The role of interparticle interaction and environmental coupling in a two-particle open quantum system

TL;DR

This study investigates how environmental bath coupling influences a two-particle quantum system, revealing effects on distribution localization, information entropy, and interparticle correlations through information-theoretic analysis.

Contribution

It introduces an information-theoretic approach to analyze the impact of bath coupling on interparticle interactions in open quantum systems, highlighting entropy and correlation changes.

Findings

Bath coupling causes position delocalization and momentum localization.

Entropy sum depends on interparticle potential and bath coupling strength.

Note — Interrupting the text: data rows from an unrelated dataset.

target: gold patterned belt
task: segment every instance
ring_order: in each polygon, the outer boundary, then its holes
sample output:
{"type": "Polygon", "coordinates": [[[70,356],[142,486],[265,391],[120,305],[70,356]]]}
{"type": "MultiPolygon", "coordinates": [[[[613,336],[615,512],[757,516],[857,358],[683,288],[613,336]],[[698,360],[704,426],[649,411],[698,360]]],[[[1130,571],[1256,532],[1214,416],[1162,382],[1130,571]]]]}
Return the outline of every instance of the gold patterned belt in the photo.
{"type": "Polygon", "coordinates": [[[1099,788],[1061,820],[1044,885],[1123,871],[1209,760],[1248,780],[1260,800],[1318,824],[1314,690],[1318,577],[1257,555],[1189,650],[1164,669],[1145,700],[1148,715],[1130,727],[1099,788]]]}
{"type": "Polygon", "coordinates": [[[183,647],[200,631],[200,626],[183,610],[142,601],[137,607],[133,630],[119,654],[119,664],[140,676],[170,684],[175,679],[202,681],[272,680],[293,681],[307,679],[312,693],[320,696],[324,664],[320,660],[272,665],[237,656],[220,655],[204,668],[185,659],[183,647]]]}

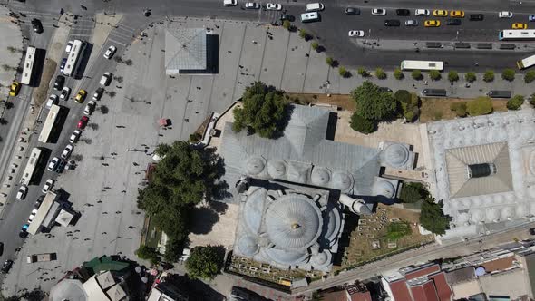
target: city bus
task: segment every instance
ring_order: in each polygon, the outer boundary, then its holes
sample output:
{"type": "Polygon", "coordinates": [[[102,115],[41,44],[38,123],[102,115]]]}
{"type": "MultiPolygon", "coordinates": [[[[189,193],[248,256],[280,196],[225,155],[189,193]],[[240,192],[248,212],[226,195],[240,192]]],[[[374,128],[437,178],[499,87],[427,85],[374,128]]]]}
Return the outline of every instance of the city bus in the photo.
{"type": "Polygon", "coordinates": [[[60,106],[53,104],[48,112],[48,116],[46,116],[46,121],[44,121],[44,125],[43,125],[43,130],[41,130],[41,134],[39,134],[39,141],[43,143],[48,142],[50,133],[52,132],[52,130],[54,130],[59,112],[60,106]]]}
{"type": "Polygon", "coordinates": [[[402,61],[400,69],[401,70],[438,70],[443,71],[444,68],[444,63],[441,61],[402,61]]]}
{"type": "Polygon", "coordinates": [[[76,74],[76,70],[80,64],[81,58],[83,56],[83,51],[85,50],[85,42],[80,40],[74,40],[73,42],[73,47],[67,57],[67,63],[63,69],[63,75],[73,76],[76,74]]]}
{"type": "Polygon", "coordinates": [[[530,68],[532,65],[535,65],[535,54],[528,56],[523,60],[517,61],[517,67],[519,67],[519,69],[530,68]]]}
{"type": "Polygon", "coordinates": [[[31,84],[34,77],[34,63],[35,63],[35,47],[29,46],[26,49],[26,58],[24,59],[24,67],[23,69],[23,77],[21,83],[31,84]]]}
{"type": "Polygon", "coordinates": [[[535,29],[504,29],[498,34],[500,41],[535,40],[535,29]]]}
{"type": "Polygon", "coordinates": [[[21,184],[30,185],[32,183],[32,177],[34,177],[35,168],[39,165],[39,159],[41,159],[41,149],[34,148],[32,154],[30,154],[30,159],[28,159],[28,162],[26,163],[23,177],[21,178],[21,184]]]}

Stronger repulsion reduces positional correlation and increases momentum correlation.

Abstract

The effects of bath coupling on an interacting two-particle quantum system are studied using tools from information theory. Shannon entropies of the one (reduced) and two-particle distribution functions in position, momentum and separable phase-space are examined. Results show that the presence of the bath leads to a delocalization of the distribution functions in position space, and a localization in momentum space. This can be interpreted as a loss of information in position space and a gain of information in momentum space. The entropy sum of the system, in the presence of a bath, is shown to be dependent on the strength of the interparticle potential and also on the strength of the coupling to the bath. The statistical correlation between the particles, and its dependence on the bath and interparticle potential, is examined using mutual information. A stronger repulsive potential between particles, in the presence of the bath, yields a smaller correlation between the particles positions, and a larger one between their momenta.